Pour bon nombre de nos concitoyens, il est difficile de trouver un équilibre entre travail et vie privée. Imaginez la situation dans laquelle se trouvent ceux qui, parmi nous, doivent également assumer la charge d’une ou de plusieurs personnes en perte d’autonomie !
Mes chers collègues, pour avoir pleinement conscience de cette situation, il faut l’avoir vécue. Je parle, comme un certain nombre d’entre nous, en connaissance de cause. Je profite de cette occasion pour rendre hommage à toutes ces femmes, à tous ces hommes qui donnent de leur temps aux autres, bénévolement, et bien souvent au détriment de leur propre épanouissement.
En la matière, les outre-mer connaissent les mêmes difficultés que la France hexagonale. Les situations y sont même parfois plus dramatiques, eu égard à la faiblesse de l’offre en structures d’hébergement et à la structuration de nos familles, souvent monoparentales.
Alors, me direz-vous, pourquoi ne pas avoir déposé des amendements afin d’améliorer le dispositif de cette proposition de loi ?

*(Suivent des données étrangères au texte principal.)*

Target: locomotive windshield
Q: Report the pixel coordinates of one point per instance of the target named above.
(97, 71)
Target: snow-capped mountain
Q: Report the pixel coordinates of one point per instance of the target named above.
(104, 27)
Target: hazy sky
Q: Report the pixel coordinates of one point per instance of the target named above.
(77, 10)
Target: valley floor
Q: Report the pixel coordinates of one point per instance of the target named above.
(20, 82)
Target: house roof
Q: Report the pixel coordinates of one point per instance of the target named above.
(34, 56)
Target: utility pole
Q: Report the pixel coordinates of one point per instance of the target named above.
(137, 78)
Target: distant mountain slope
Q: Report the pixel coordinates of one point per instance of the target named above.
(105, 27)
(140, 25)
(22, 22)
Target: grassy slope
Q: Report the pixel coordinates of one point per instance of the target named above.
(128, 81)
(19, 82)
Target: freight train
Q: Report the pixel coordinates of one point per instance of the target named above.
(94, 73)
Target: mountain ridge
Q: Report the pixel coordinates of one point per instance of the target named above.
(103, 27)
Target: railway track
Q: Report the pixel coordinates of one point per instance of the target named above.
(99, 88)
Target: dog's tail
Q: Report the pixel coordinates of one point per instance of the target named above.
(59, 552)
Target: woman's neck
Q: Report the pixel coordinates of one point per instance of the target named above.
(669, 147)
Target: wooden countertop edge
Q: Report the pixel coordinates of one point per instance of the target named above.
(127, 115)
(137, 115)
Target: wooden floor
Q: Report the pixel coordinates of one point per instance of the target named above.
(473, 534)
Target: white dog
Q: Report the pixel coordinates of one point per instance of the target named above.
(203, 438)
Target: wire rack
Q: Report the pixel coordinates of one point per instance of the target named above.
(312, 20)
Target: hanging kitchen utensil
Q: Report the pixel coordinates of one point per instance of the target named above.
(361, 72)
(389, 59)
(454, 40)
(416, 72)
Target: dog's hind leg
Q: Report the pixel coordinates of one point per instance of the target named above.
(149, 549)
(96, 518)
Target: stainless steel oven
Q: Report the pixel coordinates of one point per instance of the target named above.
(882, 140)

À cet égard, l’excellent travail de notre collègue rapporteur Jocelyne Guidez ne souffre aucune contestation : son argumentaire est clair, précis, méthodique et empreint d’une sincérité indéniable. Je tiens à saluer ce travail, sa pertinence et la profondeur de la réflexion conduite.
Mes chers collègues, les élus du groupe du RDSE ont, à l’unanimité, choisi de se conformer à la demande de Mme la rapporteur de ne pas amender le texte afin que son adoption par le Parlement - et donc son entrée en application - puisse être la plus rapide possible.
Cette proposition de loi ne comblera pas toutes les lacunes, nous en sommes conscients, mais nous n’en voterons pas moins en faveur de son adoption dans la rédaction proposée par notre commission des affaires sociales.